Students are perfectly capable of making meanings for themselves. the teachers role is to value their 'prior ideas' and then to help them clarify and deepen their understandings. Disconcertingly students view are sometimes hard to change - this is the dilemma of the traditional teacher.

Students have idea to express ( and to be challenged) about an infinite range of experiences.

How do plants grow? What are seeds? What are Flowers for? What are fruits or vegetables?

How are animals, like cats, dogs or goldfish, suited to live their lives? What things are alive? What is an animal? Are we animals?

Why do we need food
? Where some food good or bad for you? Why do things taste differently?

Why do some things dissolve, melt, freeze and why?

What is air? How does smell get from a air freshener to our noses? What is wind? Where does it come from? Why do kites , or birds fly?

Why is water important? Where does it all come from, or go to? Why does it freeze or melt? What does soap do? How are bubbles made? Why do some things sink or float? Why do boats float? Where do waves come from -what makes the waves?

What is electricity? What is a battery? How does it get into our homes?

Where does all out toilet water go to? Where does all the storm water go to? What is rain? Where does it comes from, or go to? Why do puddles dry up in the sun?

How do we keep warm? How do we keep things warm? What is a thermometer

What is light? Can it go around corners? How are shadows made? Why do they change during the day?

How do musical instruments make sounds?What is vibration? How do we hear?

Why do things fall down and not up? Is the world round or flat? How do you know? Why do season change? What is the sun, the moon, or the stars.

What is wood, rocks, soil , dirt?

Why do we get sick? Why do medicines work? What is inside our bodies? Why do we have blood, veins, bones , hearts? Why do we get old and die?

A great idea would be to ask students, of any age, what are the question and concerns they have? From such an activity an 'authentic' curriculum would emerge' that teachers and students could explore ( co-create new knowledge) together.

Looking at the above list it is hard to know if they are science, language, literacy, numeracy, philosophy, technology, social sciences, or art. To solve them would involve all disciplines.

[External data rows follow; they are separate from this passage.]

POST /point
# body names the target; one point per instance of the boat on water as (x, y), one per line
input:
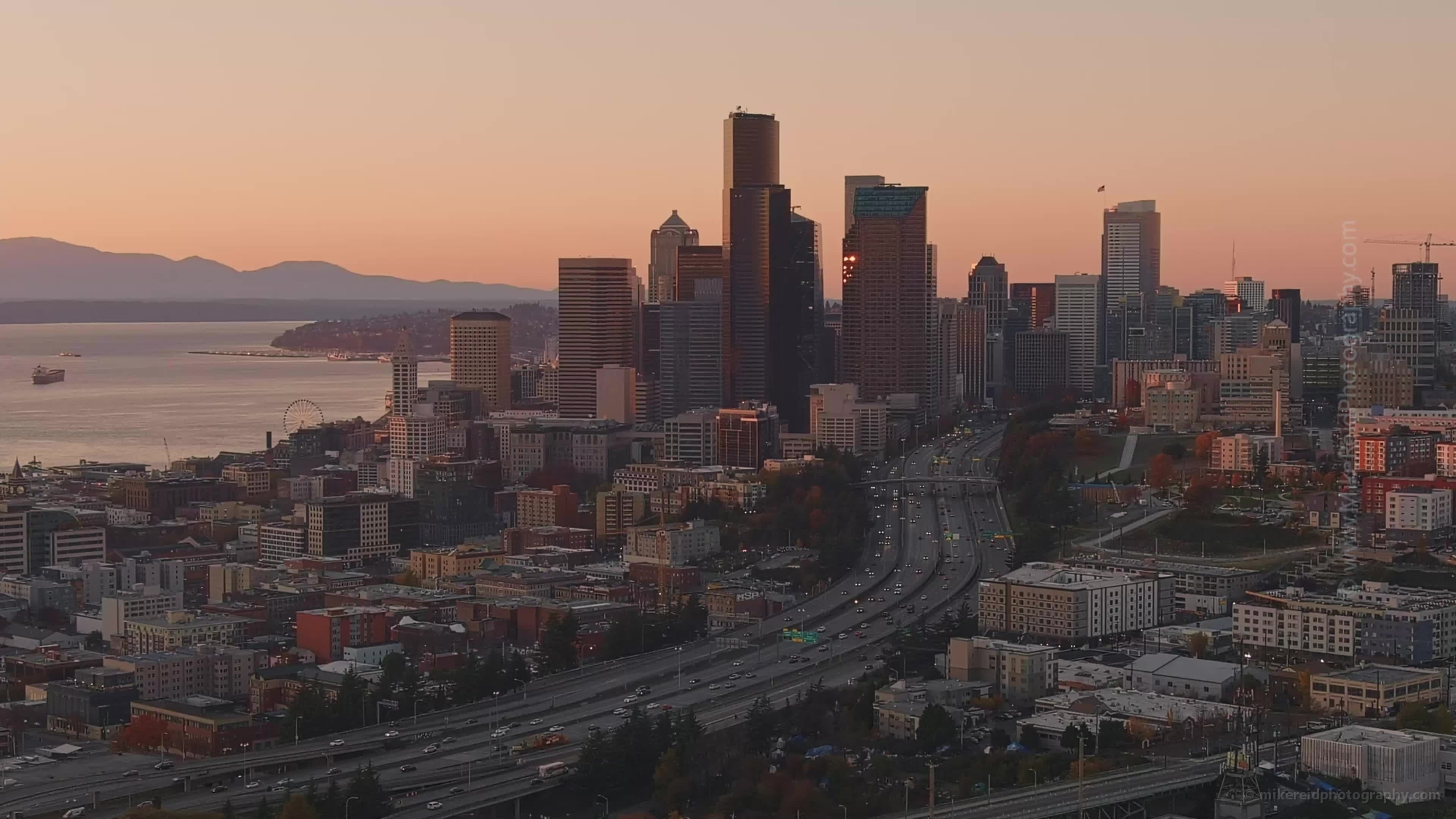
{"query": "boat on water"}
(47, 375)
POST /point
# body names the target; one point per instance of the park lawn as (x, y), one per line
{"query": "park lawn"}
(1109, 458)
(1224, 535)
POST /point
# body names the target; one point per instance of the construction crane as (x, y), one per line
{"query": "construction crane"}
(1426, 245)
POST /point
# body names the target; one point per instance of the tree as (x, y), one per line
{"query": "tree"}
(299, 807)
(935, 729)
(1161, 471)
(1029, 737)
(560, 643)
(670, 787)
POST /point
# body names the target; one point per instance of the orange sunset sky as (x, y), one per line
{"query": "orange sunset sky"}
(484, 141)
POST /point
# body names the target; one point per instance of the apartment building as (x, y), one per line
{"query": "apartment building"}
(675, 544)
(1375, 621)
(1208, 589)
(1020, 673)
(1075, 604)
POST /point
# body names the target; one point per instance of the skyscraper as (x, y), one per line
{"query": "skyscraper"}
(851, 186)
(1132, 250)
(598, 305)
(988, 290)
(481, 356)
(1285, 305)
(1132, 253)
(797, 312)
(887, 296)
(404, 371)
(756, 238)
(1249, 290)
(662, 270)
(1078, 317)
(1039, 301)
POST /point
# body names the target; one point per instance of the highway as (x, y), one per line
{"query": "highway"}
(914, 544)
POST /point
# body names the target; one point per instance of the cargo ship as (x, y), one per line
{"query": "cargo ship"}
(47, 375)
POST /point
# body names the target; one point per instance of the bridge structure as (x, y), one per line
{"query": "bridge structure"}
(1123, 794)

We need to consider how to integrate literacy and numeracy into such an 'emerging' and creative curriculum.

Students could be asked to think of ways to explore their ideas and ways to express them. In this process 'learning how to learn' ('key competencies') would naturally be involved.

This is true learning - all about 'changing ones mind'.

It is what ought to happen in our schools. It is how we learn in life - or at least the very young or those who get through our system to become scientists.

Imagine a school based on exploring students curiosity.

Imagine the exciting role of the teacher!